Maciej Żywno o wyborach na marszałka województwa
"Odłóżmy emocje na bok, spróbujmy usiąść z powrotem do stołu i porozmawiać na temat tej sytuacji" - mówił we wtorek (21.12) w rozmowie z Radiem Białystok Maciej Żywno. Wojewoda podlaski był kandydatem PO na stanowisko marszałka województwa. Mimo rekomendacji ze strony przewodniczącego PO, władz regionalnych partii oraz klubu radnych Platformy, przegrał poniedziałkowe tajne glosowanie. Uzyskał poparcie 9 radnych sejmiku województwa. 13 osób było przeciw, a 7 wstrzymało się od głosu.

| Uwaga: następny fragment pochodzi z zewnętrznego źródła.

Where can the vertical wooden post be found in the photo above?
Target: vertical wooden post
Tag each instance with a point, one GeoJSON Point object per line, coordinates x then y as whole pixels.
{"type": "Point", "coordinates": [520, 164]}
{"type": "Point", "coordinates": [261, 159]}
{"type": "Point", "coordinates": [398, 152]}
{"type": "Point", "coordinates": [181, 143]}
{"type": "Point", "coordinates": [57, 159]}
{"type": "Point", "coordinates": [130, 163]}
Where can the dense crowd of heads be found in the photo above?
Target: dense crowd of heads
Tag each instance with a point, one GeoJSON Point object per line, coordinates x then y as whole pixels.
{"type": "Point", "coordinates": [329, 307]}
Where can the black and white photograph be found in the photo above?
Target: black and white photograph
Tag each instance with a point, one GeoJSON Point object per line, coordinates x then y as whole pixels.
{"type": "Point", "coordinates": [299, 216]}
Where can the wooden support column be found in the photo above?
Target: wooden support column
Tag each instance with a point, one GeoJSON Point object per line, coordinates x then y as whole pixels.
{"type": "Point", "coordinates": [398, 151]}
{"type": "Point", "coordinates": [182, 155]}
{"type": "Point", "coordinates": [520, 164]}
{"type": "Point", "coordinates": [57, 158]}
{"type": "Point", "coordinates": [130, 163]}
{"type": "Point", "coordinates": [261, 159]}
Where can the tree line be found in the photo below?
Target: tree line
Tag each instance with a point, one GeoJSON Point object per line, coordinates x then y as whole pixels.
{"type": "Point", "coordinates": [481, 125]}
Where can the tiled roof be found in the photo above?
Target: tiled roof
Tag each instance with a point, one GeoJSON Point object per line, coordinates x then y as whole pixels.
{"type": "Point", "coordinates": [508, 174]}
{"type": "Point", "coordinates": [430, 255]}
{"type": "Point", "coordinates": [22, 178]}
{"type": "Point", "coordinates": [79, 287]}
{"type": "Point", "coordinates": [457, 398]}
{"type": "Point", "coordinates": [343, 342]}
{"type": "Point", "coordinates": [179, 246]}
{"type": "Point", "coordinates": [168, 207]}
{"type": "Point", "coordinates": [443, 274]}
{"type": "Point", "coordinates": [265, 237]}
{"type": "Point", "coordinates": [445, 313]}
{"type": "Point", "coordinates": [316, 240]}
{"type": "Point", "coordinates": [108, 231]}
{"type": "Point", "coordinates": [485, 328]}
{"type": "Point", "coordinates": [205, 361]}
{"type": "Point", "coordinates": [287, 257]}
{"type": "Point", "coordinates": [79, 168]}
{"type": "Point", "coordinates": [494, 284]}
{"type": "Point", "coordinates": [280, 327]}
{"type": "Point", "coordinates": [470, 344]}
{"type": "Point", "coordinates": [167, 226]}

Zdaniem Macieja Żywny, trzeba spokojnie przeanalizować to, co się stało, by zaproponować dalsze kroki. Problemem może być brak podpisanej konkretnej umowy koalicyjnej pomiędzy PO i PSL. Podpisane zostało jedynie porozumienie wskazujące, że przewodniczący sejmiku pochodzić będzie z PSL, a marszałek z Platformy. Tymczasem ciągle trwa spór - ile i jakie stanowiska w zarządzie województwa obsadzą obie partie.
Maciej Żywno pytany, czy ponownie wystartuje 10 stycznia, kiedy radni powrócą do wyborów marszałka województwa, odpowiedział: "to jest sprawa otwarta, myślę, że najbliższe dni pokażą, co dalej będzie z podlaską Platformą Obywatelską. Po tym, co wydarzyło się wczoraj – przede wszystkim radni Platformy muszą nabrać z powrotem do siebie zaufania". Jak dodaje – "Także ja muszę nabrać zaufania, że na ludzi, z którymi miałbym pracować, mogę liczyć".
Maciej Żywno chce także rozmawiać z Damianem Raczkowskim - szefem regionalnych struktur PO - na temat tego, co zrobił, by poprzeć oficjalnego kandydata partii na marszałka. Obecny wojewoda nie ukrywa, że był związany z poprzednim szefem, Robertem Tyszkiewiczem. Jego kandydowanie miało pogodzić skłócone frakcje w podlaskiej Platformie Obywatelskiej. "Jestem osobą, która zawsze szuka porozumienia" – zadeklarował Maciej Żywno.